Different points of view
Let’s take the Barcelona test from a variety of different perspectives. Haas was the team that ran the most on the brand new purple ultrasoft tyres, trying to gain a potential advantage for Monaco, where this compound will be used for the first time. As everyone knows, Monaco is a massive leveller: the place where even outsiders can spring a massive surprise. And the Americans want to be in the best position to do that.
Mercedes ran mostly the medium tyres, and made a last-minute switch to swap Esteban Ocon for Pascal Wehrlein on day two. The reason was that the team had some more new things to try out, and they wanted feedback from their most experienced driver available. There were no glory runs or gambles for Mercedes: just some serious work behind the scenes as they aimed to put their disastrous double DNF in Spain behind them and get back to the business of winning.
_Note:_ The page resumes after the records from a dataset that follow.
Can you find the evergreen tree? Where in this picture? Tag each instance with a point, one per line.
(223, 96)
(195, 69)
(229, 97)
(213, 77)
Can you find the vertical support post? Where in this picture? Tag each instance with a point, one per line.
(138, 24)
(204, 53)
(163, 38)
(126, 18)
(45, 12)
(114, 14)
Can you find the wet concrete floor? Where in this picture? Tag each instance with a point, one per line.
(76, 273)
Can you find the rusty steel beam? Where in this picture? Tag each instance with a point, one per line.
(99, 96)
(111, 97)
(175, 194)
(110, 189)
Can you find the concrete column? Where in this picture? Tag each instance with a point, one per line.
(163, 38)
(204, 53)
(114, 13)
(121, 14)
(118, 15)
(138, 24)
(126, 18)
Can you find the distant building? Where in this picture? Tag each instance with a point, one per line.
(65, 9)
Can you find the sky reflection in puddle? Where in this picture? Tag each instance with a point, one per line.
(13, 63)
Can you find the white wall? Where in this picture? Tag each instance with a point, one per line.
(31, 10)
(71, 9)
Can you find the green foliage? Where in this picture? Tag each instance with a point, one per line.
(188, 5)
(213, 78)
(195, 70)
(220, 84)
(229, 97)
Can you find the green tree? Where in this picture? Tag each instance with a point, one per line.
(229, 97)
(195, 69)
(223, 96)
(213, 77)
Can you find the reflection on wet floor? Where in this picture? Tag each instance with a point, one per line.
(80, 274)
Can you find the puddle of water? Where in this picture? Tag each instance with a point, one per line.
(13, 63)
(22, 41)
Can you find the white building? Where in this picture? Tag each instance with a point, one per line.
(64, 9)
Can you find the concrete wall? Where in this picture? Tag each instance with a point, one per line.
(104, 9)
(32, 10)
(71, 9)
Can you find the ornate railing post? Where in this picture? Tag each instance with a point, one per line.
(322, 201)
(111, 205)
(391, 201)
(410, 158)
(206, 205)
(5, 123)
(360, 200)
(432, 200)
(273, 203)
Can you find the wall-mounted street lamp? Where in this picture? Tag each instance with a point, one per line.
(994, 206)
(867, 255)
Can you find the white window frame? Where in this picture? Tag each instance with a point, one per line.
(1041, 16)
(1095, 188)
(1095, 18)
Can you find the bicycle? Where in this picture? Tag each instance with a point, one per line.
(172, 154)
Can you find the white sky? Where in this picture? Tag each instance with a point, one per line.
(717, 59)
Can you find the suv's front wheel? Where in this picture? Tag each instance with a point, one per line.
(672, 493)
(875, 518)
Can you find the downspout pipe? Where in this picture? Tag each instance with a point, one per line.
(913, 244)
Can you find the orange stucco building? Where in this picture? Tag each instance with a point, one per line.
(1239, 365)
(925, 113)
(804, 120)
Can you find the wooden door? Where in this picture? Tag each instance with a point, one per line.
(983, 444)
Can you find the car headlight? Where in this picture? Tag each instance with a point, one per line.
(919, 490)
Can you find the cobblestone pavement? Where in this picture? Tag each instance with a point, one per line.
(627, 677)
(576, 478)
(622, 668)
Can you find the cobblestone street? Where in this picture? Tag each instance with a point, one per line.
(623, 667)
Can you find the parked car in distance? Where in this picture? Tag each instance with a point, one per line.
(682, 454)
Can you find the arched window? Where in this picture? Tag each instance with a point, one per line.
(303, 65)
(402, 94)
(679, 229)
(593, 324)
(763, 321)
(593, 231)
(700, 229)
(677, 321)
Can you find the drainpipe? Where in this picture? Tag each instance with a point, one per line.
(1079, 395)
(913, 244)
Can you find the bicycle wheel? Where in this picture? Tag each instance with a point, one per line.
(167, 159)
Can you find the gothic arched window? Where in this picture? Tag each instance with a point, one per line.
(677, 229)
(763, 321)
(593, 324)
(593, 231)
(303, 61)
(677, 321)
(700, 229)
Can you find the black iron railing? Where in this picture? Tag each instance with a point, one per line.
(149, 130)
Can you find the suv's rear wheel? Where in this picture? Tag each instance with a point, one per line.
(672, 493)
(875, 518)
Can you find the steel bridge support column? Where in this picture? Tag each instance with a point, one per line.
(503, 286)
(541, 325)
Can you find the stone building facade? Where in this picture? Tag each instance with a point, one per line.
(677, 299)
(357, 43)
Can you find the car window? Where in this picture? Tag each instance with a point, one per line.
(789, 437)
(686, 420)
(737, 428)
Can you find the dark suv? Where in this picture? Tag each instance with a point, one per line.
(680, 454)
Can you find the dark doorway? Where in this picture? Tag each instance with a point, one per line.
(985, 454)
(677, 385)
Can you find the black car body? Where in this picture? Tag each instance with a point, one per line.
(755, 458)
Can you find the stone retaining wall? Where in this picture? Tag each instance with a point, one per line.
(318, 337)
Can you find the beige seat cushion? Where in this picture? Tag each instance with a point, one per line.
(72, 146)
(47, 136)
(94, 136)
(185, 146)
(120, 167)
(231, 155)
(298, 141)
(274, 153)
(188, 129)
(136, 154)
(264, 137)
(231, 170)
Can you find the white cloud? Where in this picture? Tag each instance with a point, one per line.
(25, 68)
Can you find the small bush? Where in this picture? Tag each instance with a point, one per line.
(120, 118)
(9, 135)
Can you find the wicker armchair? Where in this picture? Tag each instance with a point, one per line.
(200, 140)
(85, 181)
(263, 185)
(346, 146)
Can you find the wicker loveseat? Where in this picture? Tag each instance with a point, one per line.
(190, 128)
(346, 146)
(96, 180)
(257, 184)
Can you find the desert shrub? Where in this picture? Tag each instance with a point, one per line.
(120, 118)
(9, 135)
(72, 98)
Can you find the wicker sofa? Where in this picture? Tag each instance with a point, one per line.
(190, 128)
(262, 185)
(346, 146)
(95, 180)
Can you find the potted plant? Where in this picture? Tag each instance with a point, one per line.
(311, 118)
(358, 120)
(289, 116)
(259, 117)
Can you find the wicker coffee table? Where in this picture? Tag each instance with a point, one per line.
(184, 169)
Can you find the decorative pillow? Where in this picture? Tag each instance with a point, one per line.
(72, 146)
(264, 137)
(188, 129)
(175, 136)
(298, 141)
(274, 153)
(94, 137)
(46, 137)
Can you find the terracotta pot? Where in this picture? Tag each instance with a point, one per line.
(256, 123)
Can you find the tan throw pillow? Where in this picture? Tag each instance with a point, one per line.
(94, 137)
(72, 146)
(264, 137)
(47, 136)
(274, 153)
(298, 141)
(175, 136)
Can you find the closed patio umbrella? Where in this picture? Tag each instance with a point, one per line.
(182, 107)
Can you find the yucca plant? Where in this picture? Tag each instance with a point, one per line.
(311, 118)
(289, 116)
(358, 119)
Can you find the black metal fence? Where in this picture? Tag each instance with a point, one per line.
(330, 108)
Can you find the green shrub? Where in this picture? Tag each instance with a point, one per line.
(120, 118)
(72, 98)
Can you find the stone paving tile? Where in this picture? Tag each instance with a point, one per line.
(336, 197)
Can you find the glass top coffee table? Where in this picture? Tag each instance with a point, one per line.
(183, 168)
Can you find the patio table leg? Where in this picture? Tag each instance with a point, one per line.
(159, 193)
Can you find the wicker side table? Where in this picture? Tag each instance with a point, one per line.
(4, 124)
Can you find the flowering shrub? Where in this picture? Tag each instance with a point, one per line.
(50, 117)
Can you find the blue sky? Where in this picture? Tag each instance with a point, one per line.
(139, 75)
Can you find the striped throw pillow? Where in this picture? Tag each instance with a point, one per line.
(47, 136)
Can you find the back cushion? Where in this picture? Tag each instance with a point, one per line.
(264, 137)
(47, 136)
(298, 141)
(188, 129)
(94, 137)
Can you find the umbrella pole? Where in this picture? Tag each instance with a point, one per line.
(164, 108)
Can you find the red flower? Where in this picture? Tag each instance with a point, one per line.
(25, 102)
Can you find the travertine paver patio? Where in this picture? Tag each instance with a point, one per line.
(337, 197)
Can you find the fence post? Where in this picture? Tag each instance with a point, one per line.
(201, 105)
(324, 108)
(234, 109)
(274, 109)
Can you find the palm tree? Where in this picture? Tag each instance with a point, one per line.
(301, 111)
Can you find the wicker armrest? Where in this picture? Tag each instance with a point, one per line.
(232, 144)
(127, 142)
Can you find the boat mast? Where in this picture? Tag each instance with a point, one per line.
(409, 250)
Williams was perhaps the most eye-catching team, rolling out a double-deck rear wing that had shades of the 1990s. One of the purposes of that was to simulate 2017 levels of downforce, so it’s clear that the team was looking very long-term, rather than targeting short-term gains.

The chance of a lifetime
And of course there were the youngsters: people like Alex Lynn, Antonio Fuoco, Pierre Gasly and Jordan King, enjoying a rare outing in F1® machinery. For them it’s a privilege but also sometimes a nerve-wracking and frustrating experience. Whatever they do, they can’t drop the car. But at the same time, during the one opportunity they have to drive these cars they have always dreamed of, they’re often kept on a very tight leash – with the priority being the mundane business of consistent data collection rather than out-and-out speed. For a young driver, testing can feel a bit like being given a box of chocolates but told that you can only eat one.
Different strategies, sleight of hand, and moving goal posts. Testing is a bit like chess combined with poker. And that’s exactly what makes it so fascinating.